T2 (Reference): "Morning Star" ≃ "Evening Star" is a witnessed equivalence with scope S_astronomy. To substitute in a query, you need:

  • The witness e
  • Transport certificates for properties in Footprint(query)
  • Scope validity: query must be within S_astronomy

If the query asks for mythological associations, the scope fails. Substitution is blocked. The system does not silently corrupt the answer.

T7 (Contextual Equivalence): "NYC" ≃ "New York City" is valid in S_geography. In S_finance, "NYC" may refer to a trading desk. The witness has scope S_geography.

Substitution in a geographic query: ✓ (scope valid) Substitution in a financial query: ✗ (scope invalid)

The system does not conflate the trading desk with the city.

Consequence

Equivalence licenses substitution, but substitution requires transport.
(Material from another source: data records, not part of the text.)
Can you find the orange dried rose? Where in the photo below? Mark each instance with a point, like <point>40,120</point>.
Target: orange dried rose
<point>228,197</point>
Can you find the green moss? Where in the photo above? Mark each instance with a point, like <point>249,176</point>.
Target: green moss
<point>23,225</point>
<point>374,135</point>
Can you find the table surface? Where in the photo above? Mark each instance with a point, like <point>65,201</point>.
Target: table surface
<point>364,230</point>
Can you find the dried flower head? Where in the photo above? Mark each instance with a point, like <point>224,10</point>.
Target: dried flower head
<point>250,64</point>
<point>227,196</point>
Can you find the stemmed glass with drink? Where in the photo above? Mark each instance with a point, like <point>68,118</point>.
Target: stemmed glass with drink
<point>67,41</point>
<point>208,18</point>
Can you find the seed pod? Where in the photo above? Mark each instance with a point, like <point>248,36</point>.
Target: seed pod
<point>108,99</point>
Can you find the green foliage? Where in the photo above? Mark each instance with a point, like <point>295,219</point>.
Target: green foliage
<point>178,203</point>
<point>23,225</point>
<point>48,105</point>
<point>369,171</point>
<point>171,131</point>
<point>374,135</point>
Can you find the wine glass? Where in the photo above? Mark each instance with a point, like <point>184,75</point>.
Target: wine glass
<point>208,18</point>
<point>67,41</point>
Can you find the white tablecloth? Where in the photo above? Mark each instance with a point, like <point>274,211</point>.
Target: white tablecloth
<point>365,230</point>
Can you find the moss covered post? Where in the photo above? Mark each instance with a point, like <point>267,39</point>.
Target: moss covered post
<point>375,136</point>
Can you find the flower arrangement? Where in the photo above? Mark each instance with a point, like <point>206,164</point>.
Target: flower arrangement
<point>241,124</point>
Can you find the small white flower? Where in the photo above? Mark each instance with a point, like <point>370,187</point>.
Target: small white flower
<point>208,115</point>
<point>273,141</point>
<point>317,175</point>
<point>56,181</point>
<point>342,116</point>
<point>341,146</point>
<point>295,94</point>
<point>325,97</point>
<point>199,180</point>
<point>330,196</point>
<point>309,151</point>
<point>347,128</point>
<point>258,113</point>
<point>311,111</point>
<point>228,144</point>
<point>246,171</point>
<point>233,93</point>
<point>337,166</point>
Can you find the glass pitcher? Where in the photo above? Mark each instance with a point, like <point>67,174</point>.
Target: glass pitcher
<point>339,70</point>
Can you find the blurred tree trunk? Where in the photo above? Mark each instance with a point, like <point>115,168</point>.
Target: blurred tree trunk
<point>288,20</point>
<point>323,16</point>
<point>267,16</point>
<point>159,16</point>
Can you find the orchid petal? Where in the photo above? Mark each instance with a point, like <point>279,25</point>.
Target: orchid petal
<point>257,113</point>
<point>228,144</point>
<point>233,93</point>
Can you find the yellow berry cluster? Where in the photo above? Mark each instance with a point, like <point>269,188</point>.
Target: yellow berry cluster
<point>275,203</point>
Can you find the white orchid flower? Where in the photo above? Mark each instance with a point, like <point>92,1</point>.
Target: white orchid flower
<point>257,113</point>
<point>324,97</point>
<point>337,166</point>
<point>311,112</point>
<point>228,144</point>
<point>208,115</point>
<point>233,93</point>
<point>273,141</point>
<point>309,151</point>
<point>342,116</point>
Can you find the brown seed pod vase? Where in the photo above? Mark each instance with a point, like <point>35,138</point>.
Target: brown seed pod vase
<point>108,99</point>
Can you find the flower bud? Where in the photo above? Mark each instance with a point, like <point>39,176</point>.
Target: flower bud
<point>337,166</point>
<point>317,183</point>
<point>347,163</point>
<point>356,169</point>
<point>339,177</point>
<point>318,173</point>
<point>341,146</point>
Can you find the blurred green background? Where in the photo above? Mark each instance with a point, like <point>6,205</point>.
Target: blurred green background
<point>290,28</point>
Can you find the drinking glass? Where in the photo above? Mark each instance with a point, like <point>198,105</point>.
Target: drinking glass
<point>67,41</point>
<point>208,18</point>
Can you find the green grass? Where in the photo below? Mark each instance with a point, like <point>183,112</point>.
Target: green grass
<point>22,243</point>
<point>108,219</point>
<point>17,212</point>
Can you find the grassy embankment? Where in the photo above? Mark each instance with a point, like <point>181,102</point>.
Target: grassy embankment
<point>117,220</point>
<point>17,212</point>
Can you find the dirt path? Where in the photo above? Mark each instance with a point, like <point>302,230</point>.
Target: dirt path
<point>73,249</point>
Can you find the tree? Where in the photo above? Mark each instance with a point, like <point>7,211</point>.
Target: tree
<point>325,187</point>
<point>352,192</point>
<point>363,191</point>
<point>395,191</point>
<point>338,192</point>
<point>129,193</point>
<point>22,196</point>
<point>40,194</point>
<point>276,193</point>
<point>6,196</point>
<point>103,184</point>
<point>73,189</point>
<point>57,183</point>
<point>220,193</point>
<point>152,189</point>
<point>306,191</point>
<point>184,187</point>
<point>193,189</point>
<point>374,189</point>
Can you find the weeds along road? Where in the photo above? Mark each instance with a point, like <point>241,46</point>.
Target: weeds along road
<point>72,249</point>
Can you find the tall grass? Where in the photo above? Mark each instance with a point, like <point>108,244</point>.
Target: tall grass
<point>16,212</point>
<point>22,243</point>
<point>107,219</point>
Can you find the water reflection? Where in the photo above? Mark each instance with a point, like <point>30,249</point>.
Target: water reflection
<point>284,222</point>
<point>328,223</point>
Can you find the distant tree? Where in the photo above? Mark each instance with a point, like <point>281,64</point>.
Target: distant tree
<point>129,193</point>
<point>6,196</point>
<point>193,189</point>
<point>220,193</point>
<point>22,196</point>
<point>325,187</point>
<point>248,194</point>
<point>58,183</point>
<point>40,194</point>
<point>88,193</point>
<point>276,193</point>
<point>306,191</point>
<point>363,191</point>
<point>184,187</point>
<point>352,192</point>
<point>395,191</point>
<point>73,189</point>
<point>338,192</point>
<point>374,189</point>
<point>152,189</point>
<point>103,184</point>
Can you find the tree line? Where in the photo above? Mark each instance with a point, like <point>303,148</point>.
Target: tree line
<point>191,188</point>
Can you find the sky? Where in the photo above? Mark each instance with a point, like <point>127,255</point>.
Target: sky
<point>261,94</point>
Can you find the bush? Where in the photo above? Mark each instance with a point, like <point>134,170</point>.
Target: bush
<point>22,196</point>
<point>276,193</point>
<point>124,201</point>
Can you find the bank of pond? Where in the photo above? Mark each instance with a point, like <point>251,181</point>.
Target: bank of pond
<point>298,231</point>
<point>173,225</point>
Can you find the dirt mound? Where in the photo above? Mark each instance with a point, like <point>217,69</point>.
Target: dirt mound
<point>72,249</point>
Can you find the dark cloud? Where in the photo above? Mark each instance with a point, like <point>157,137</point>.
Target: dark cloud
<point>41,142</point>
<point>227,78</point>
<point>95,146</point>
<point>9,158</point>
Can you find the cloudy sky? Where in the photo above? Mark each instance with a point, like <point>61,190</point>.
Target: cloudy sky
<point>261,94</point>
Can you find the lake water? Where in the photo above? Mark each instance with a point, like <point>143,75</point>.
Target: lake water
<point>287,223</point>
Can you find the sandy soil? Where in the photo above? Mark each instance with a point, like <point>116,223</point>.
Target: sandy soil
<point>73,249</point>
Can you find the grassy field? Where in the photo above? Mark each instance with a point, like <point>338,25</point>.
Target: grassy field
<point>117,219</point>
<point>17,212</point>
Transport requires a certificate. The certificate is the receipt.

Substitution requires certification. "These are equivalent" is not enough to justify replacement. Equivalence without transport discipline is a promissory note with no backing.

Parts II and III have built a calculus: contexts where truth lives, coherence conditions for when local truth becomes global, dependent types that vary with view, logic selection that makes inference rules explicit, and transport certificates that make substitution auditable. The question is what this calculus can do. Can you invent new predicates, locally, under invariant constraints, and promote them to broader scopes without corrupting what was already there? If you can, you have something neither empire offers. If you cannot, the machinery is an intellectual achievement and an engineering dead end.